In 2019, Cook began work on writing the video game Unbound: Worlds Apart with independent developer Alien Pixel Studios. The game launched on 28 July 2021, for Steam and Nintendo Switch.

In 2021, Cook announced he was writing for the early access version of rogue-like video game, Loot River, developed by independent developer Straka Studio.

In 2021, Cook self-published the non-fiction guide book Crowdfunding Comics: A Guide to Marketing, Running and Fulfilling a Comic Book Kickstarter.

== Video game journalism ==

He has written game reviews and features for online and print publications, including Vice, Lost in Cult, NME, and BuzzFeed. His previous work includes writing for GamesTM, The Escapist, as well as SquareGo, Ready Up, The List and The Skinny.

From January 2009 to April 2010, Cook was managing director of video game public relations firm Ink Media. He wrote a weekly gaming column in The Scotsman which has earned him a Games Media Award in 2008, 2010 and one in 2011 for best regional newspaper writer.

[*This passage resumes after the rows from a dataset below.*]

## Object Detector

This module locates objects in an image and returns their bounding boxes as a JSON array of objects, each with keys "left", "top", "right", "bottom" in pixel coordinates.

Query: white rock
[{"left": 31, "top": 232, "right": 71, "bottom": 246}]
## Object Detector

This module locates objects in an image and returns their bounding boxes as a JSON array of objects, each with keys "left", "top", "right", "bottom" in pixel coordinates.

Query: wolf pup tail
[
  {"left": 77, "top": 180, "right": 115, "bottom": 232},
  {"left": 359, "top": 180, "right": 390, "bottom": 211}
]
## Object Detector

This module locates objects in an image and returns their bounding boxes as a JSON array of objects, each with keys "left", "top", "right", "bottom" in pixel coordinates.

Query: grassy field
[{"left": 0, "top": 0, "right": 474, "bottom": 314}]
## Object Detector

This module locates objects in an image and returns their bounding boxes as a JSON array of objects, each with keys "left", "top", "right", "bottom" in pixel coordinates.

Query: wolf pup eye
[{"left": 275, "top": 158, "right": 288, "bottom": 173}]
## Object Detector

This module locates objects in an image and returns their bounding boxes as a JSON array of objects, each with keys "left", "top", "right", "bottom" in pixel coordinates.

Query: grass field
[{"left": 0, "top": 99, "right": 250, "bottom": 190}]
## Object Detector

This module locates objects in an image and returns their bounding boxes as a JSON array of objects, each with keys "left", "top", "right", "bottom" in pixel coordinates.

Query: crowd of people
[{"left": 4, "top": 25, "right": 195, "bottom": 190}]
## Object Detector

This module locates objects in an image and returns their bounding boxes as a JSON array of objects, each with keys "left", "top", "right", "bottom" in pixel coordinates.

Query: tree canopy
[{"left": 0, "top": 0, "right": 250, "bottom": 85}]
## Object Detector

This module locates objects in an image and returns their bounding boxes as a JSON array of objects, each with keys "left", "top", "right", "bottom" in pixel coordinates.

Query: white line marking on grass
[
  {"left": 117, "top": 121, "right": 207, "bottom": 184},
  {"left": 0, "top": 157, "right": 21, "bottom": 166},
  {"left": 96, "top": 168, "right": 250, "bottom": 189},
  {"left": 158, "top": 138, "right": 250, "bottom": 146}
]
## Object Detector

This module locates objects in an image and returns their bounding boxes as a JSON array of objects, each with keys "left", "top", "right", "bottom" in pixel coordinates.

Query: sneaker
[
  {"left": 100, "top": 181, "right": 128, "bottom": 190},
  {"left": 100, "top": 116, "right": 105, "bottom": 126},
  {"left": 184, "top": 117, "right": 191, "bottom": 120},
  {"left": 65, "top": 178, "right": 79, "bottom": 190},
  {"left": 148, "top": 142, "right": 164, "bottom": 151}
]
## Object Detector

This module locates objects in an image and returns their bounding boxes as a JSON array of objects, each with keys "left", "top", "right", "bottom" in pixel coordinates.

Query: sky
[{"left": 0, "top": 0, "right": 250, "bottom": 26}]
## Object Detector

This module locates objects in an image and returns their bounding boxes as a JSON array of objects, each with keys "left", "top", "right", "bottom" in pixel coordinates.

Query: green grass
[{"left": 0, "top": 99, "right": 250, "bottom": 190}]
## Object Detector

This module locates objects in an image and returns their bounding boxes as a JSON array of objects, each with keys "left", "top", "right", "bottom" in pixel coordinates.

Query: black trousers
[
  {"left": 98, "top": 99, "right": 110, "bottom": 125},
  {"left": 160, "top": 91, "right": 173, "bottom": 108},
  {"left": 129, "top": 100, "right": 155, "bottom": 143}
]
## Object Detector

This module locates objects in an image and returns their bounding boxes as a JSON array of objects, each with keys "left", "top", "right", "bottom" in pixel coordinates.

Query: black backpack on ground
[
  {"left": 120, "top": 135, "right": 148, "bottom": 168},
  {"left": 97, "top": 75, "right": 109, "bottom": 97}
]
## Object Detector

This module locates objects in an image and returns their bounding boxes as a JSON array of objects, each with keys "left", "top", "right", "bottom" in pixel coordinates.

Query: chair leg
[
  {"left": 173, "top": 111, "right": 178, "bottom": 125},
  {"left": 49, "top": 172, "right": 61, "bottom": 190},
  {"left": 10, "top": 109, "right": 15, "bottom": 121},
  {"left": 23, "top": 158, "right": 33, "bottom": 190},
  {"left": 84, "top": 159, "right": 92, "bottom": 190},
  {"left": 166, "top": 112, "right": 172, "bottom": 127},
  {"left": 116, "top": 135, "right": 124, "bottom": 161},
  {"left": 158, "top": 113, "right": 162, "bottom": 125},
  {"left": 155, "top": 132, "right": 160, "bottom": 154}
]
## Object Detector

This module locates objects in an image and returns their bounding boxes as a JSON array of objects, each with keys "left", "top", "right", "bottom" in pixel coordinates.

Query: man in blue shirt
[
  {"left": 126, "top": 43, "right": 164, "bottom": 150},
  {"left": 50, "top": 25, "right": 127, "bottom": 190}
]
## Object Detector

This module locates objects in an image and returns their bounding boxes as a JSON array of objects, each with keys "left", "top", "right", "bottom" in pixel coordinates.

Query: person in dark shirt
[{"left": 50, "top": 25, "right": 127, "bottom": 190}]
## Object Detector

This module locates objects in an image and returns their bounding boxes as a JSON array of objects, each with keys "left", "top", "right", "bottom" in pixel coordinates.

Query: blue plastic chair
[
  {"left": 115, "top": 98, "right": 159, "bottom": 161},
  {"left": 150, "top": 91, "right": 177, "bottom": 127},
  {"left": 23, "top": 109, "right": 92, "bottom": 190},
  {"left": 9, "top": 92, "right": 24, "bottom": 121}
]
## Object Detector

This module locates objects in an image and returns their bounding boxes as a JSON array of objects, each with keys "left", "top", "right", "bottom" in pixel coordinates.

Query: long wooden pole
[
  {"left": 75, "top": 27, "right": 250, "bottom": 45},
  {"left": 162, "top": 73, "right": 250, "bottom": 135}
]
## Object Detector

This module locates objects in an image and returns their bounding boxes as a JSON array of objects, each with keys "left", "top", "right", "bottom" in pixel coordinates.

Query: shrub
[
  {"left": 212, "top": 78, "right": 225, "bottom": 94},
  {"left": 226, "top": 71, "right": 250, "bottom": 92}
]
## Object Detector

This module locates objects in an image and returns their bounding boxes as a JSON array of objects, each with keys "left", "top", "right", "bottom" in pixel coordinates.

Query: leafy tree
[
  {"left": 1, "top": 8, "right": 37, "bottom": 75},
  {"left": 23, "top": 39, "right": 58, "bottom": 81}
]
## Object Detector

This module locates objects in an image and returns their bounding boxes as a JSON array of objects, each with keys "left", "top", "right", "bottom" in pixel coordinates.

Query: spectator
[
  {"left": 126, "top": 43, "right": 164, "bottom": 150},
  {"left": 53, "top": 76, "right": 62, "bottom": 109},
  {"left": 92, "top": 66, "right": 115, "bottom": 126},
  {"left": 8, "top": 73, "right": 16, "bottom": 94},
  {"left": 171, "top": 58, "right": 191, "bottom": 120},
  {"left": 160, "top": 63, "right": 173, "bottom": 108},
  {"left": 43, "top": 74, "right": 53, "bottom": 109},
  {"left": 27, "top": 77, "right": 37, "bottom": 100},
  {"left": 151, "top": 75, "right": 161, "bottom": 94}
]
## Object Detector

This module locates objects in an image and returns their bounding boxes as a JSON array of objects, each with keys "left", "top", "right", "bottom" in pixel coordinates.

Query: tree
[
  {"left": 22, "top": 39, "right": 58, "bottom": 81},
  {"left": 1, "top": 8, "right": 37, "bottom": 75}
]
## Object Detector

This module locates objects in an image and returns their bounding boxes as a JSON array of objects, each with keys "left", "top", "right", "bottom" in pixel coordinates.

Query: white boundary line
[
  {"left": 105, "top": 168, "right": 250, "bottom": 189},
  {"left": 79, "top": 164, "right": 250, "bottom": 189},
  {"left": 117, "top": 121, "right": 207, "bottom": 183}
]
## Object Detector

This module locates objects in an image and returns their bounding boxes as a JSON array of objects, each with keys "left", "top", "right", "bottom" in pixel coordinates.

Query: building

Between April 2010 and July 2012, Cook served as games editor at UK-based multiformat gaming site NowGamer. He wrote for video game website VG247 as Deputy Editor.

In October 2012, Cook received criticism by video games writer Rab Florence and video game journalist John Walker for participating in a competition to win a PS3 by tweeting about a specific company's game.

On Boxing Day 2013, Cook and author Matthew Drury released collaboratively-written sci-fi novel Drifting.